Structure and the Anticancer Activity of Vitamin D Receptor Agonists

Vitamin D is a group of seco-steroidal fat-soluble compounds. The two basic forms, vitamin D₂ (ergocalciferol) and vitamin D₃ (cholecalciferol), do not have biological activity. They are converted in the body by a two-step enzymatic hydroxylation into biologically active forms, 1α,25-dihydroxyvitamin D₂ [ercalcitriol, 1,25(OH)₂D₂] and 1α,25-dihydroxyvitamin D₃ [calcitriol, 1,25(OH)₂D₃], which act as classical steroid hormones. 1,25(OH)₂D₃ exerts most of its physiological functions by binding to the nuclear vitamin D receptor (VDR), which is present in most body tissues to provide support to a broad range of physiological processes. Vitamin D-liganded VDR controls the expression of many genes.
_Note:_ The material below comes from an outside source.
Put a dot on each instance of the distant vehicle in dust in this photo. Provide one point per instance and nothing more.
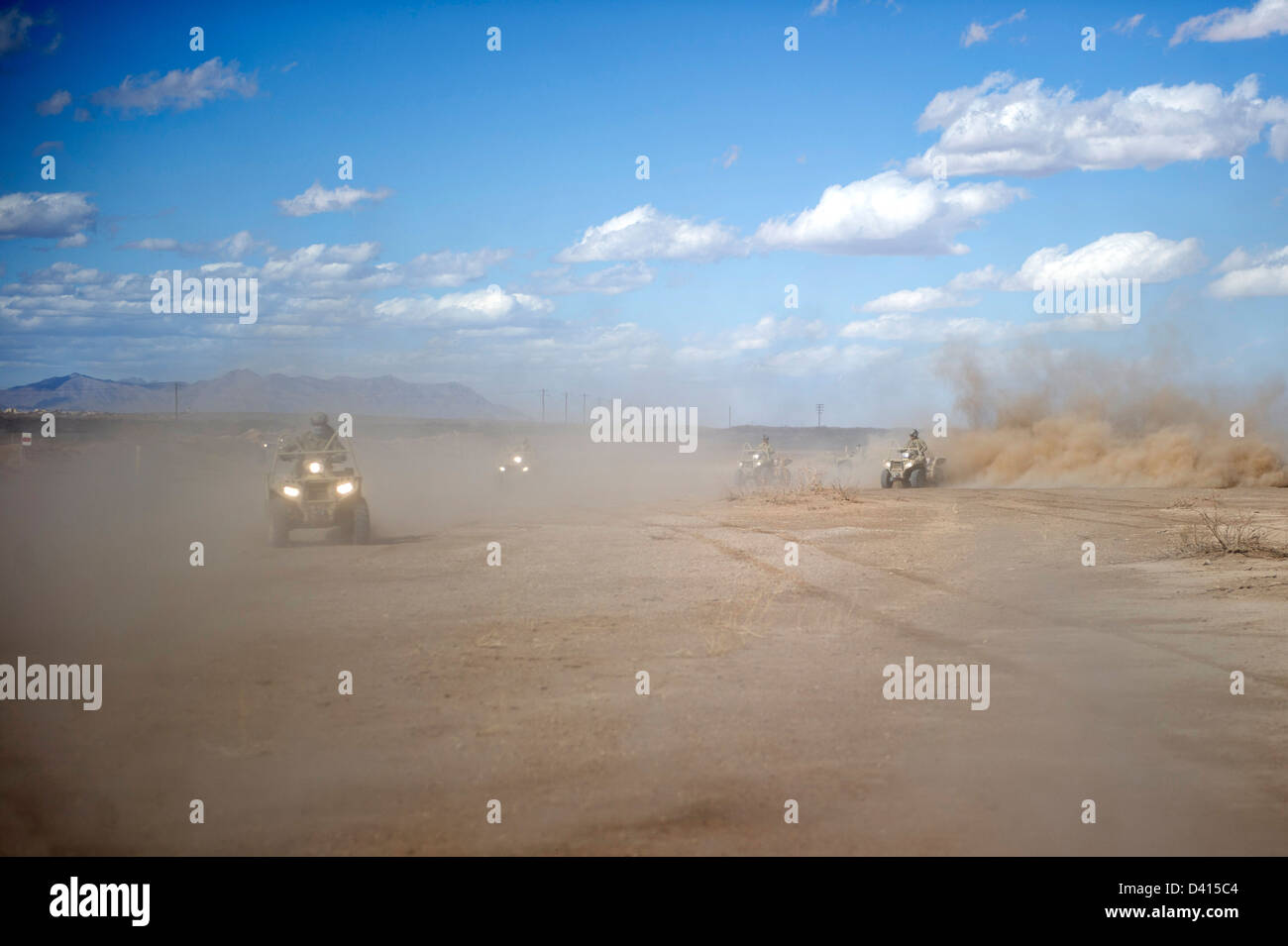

High levels of 1,25(OH)₂D₃ cause an increase in calcium in the blood, which can lead to harmful hypercalcemia. Several analogs of 1,25(OH)₂D₃ and 1,25(OH)₂D₂ have been designed and synthesized with the aim of developing compounds that have a specific therapeutic function, for example, with potent anticancer activity and a reduced toxic calcemic effect. Particular structural modifications to vitamin D analogs have led to increased anticancer activity and reduced calcemic action with the prospect of extending work to provide future innovative therapies.